The results are summarized in Table 1. From these results, it can be concluded that the proposed method is able to achieve state-of-the-art results without transfer learning as well. On the other hand, with transfer learning our algorithm significantly outperforms the state of the art on KoNViD-1k [9]. Specifically, we could improve both PLCC and SROCC by approximately 0.1 compared to the best proposal in the literature. A scatter plot of the ground-truth MOS against the predicted MOS is depicted in Fig. 6. As regards LIVE VQA, our method was outperformed by approximately 0.05 in PLCC and SROCC by the best algorithm. Please note that previous methods except for FC Model [17] and STFC Model [18] were trained on or optimized for artificially distorted video sequences. That is why the results on the two different databases can be radically different. In spite of this, the proposed method is able to achieve state-of-the-art results on LIVE VQA [28] as well. Therefore, the experimental results confirmed the effectiveness and generalization capability of the proposed approach for NR-VQA.

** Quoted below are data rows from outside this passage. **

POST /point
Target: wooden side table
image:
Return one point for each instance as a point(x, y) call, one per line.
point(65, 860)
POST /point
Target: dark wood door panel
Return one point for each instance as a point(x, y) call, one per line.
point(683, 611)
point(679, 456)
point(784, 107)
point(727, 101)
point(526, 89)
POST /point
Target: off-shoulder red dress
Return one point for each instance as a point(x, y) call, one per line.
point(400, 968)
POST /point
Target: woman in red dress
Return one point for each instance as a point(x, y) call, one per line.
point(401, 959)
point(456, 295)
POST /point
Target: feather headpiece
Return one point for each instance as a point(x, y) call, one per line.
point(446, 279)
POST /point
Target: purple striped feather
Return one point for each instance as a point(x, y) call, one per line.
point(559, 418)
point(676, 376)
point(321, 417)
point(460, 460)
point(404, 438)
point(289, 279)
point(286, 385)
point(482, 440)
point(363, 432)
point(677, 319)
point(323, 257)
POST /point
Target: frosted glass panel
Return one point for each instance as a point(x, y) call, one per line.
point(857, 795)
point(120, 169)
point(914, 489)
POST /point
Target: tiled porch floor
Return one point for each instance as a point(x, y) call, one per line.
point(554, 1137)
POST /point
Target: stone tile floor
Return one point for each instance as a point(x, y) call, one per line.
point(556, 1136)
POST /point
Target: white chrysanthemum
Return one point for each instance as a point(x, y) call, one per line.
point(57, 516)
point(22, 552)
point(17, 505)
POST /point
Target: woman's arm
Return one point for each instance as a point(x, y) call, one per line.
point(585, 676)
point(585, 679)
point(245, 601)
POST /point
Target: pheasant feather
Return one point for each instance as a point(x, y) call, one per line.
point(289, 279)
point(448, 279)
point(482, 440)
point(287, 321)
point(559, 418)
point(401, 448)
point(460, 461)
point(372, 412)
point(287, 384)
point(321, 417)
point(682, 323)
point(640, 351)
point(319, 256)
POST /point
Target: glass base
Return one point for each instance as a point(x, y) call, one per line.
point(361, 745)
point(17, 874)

Table 1 Comparison to state-of-the-art NR-VQA algorithms applied on KoNViD-1k [9] and LIVE VQA [28] databases
Fig. 6
figure 6

Scatter plot of the ground-truth MOS against the predicted MOS on KoNViD-1k [9] test set

5 Conclusions

In this paper, we have introduced a novel architecture for NR-VQA utilizing deep features extracted from a pretrained CNN and LSTM network for sequence-to-one regression. The main novelty was that video sequences were considered as time series of deep features and an LSTM network was applied to learn long-term dependencies for perceptual quality prediction. Unlike previous methods, our work relies only on deep features and does not use handcrafted features at all. The large number of videos with authentic distortions found in KoNViD-1k [9] allowed us to build a purely data-driven model. The presented algorithm outperformed the best solution in the state of the art by approximately 0.1 in terms of both PLCC and SROCC on KoNViD-1k [9]. Our method was further tested on LIVE VQA [28] where it achieved the state-of-the-art results and was slightly outperformed by the best method in the state of the art.